For a few weeks I had no dreams about Roese and friends. I was crazy busy. I was picking up additional shifts at the steak house. I was working long hours almost every day. This was helping my bill situation, but my energy was quite definitely waning. It was a tough job to do day in and day out and I was no spring chicken anymore. The headaches were almost constantly hanging on me now in varying degrees of ferocity. Of course I did not go to the doctor about my previous fainting spell. After a couple of weeks Leigh gave up pestering me on the subject. I didn’t tell her that I was still having headaches. I was also missing my Anna. She enjoyed spending time at Leigh’s house with her cousins, but with me she was becoming more clingy and ornery as my hours at work increased. Sometimes I would have an irrational flutter of panic that I would lose her too. Of course I would quickly dismiss the thought. I would insist to myself that I would never let that happen. At work, I found myself watching for that unusual woman with violet eyes to show up again. But she didn’t. I spent way too much time dwelling over the possibilities of what I could say to her. I had so many questions about the dreams and such. She seemed to know about it. I wanted answers and meaning. I was becoming annoyed at myself for what I viewed as obsessive thinking.

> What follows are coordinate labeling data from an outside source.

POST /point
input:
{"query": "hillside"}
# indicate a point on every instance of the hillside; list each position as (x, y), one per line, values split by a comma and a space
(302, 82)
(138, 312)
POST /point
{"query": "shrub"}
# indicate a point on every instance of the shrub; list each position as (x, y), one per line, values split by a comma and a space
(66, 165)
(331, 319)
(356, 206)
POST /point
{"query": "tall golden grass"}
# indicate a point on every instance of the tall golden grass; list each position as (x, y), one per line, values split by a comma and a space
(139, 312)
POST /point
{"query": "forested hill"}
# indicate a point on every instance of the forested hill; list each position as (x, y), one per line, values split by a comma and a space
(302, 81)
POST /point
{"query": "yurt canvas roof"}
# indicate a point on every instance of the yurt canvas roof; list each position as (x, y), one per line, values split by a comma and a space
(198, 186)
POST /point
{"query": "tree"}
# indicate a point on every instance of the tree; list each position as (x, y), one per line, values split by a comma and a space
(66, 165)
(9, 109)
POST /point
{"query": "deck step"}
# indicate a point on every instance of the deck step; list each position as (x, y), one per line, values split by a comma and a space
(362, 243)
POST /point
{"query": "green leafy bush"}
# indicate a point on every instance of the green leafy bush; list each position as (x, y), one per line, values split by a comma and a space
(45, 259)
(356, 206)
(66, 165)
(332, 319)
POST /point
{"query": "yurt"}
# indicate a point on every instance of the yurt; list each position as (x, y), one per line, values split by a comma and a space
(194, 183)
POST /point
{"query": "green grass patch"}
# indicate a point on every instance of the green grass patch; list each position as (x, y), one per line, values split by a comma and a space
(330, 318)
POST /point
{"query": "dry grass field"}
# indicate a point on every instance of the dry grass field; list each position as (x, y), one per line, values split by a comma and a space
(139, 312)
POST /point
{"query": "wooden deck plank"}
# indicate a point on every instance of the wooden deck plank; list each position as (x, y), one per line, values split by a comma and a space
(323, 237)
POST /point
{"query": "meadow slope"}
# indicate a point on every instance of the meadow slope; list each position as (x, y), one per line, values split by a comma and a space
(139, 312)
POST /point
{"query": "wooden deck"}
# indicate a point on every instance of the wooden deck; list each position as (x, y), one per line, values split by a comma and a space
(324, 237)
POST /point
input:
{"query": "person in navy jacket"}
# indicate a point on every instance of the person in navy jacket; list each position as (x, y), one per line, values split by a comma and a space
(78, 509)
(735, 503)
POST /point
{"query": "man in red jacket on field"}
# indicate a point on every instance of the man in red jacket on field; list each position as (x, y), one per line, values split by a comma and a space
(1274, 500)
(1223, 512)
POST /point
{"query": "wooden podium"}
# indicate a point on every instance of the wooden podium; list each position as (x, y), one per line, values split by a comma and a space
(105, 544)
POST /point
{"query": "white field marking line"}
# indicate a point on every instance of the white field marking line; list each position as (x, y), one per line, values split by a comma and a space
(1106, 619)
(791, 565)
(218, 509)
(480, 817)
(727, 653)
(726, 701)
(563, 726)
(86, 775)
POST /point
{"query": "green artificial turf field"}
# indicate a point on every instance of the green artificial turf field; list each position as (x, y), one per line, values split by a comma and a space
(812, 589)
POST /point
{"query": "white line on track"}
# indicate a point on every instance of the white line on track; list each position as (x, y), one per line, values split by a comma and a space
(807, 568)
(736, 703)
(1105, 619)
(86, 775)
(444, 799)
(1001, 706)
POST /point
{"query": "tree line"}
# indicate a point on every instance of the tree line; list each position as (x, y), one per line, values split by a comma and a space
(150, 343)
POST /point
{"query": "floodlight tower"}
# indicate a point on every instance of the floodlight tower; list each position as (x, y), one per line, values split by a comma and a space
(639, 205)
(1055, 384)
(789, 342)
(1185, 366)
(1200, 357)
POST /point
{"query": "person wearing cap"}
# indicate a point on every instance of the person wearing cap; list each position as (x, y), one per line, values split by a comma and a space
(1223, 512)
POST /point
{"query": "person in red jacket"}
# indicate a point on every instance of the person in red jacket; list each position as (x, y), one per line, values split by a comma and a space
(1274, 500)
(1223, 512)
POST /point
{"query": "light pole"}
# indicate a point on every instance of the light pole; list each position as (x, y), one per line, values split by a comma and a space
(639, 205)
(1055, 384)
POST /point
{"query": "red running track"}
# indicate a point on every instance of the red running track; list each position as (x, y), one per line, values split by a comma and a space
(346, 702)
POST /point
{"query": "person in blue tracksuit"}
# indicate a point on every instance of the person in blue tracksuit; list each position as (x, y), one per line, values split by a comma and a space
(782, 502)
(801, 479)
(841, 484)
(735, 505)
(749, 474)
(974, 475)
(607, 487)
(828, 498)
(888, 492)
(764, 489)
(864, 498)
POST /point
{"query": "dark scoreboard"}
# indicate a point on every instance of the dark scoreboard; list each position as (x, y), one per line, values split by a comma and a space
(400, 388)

This was not typical of my nature and certainly not conducive to anything productive. The shifts and the hungry people and the food and the dirty dishes and the side work and the cleaning all blended together into one seemingly continuous day. Anna and I spent most of my down time lounging in my bed watching cartoons and noshing on popcorn and gummy bears. Sleeping in crumbs and with an occasional stray gummy bear was not my normal forte. One day I actually went to work with a green gummy bear lodged securely in my hair. This was not an easy extraction. The mind numbing routine continued on. My brain became too sluggish to wrap around much else until I had another fainting episode.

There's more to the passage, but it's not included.